Same is often true with web design (my gig). You can use your experience, gut, etc to create a $10k site, or you could spend $100k to get something not miles dissimilar but involving actual usability testing (instead of gut feel decisions), buckets of documentation, etc. You could spend $100k on a single page microsite if you wanted to take everything to the extreme with endless focus groups, eye-tracking tests, etc. Or you could just put the branding in the top left, use buttons that look like buttons, remember what worked from last time you did some A/B tests, make the text legible, etc.

It's a funny game. Most of the time I estimate/quote by rolling dice rather than spending hours trying to guess the budget of a client or the level of polish they want to pay for with a site.

I think it's inaccurate to say most designer's work process is to "just sit down and muck around with fonts, shapes, etc until they have something that fits the bill". Of course design is a process but all those "lovely theoretical things" tell you where to start. If you're quoting by rolling the dice, you're not quoting effectively.
I don't want to truly trivialise it, but I imagine a lot of it is brainstorming, thinking, and gut feel than direct conversations with customers, market research, etc.

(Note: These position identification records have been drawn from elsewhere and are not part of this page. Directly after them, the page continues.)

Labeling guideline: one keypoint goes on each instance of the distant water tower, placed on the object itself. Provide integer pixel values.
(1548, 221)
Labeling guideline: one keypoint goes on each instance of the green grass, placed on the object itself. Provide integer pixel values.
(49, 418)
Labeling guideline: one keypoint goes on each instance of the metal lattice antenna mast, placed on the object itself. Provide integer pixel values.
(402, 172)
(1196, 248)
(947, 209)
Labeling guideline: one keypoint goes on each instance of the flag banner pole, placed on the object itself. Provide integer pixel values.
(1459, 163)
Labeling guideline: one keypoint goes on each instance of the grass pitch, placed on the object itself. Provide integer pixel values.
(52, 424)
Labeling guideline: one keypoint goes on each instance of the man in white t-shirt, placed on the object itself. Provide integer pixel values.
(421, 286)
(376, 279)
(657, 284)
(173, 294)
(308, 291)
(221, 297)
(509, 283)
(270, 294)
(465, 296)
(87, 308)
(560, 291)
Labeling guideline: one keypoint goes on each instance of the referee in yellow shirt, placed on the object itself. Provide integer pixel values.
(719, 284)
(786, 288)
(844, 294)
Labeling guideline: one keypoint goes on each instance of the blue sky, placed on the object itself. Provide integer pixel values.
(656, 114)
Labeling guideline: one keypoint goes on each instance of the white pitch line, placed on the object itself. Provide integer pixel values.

And I have to disagree on the dice. The best situation is a client giving me their budget and me telling them the best way to spend it (often, not all of it). So, when the budget is not disclosed, instead of spending hours trying to guess their pricepoint, I just randomise the approach and then fill that budgeted time in the best way possible.

I thought this was going to be an article bashing designers, I kept waiting for the punch line. I understand what he's saying, but it comes across very pretentious. And I say that as a designer.
Three words:

Pepsi Gravitational Field

In most re-branding efforts I've seen at companies of Gap's size, they absolutely do go through this process - some to discover new things, but also as risk mitigation. Right now I suspect the firm that did this new logo is on conference calls with Gap people to say wait, we did the studies and they said xyz, we know that any change to your iconic brand was going to be received negatively, etc.

But more importantly, it's not just logo that changes when you re-brand, it's product labels, business cards, web sites, stationary, building signage, color palette, EVERYTHING. So actually, you could spend a few k on a new brand with a quality designer, or spec out a logo for a few hundred on crowdspring, and frankly that's all most smaller companies need, but for a larger company like Gap, a re-branding ends up being a huge investment, so the research makes them feel more comfortable in making the decisions on how to move forward.

I think he's using a bit of hyperbole and sarcasm against the processes that would actually be conducted. As per other feedback - all of the activities presented here are pretty reasonable for a decent design project. He's just added a bit of snark to fit the context of the response.

It also ties in with other items here re: Design <> photoshop. Creating a graphic is to design what fitting a tyre is to performance motorsport - an element, an important one, but hardly the entire scope of what goes into it.

I found it a little sarcastic; even snarky.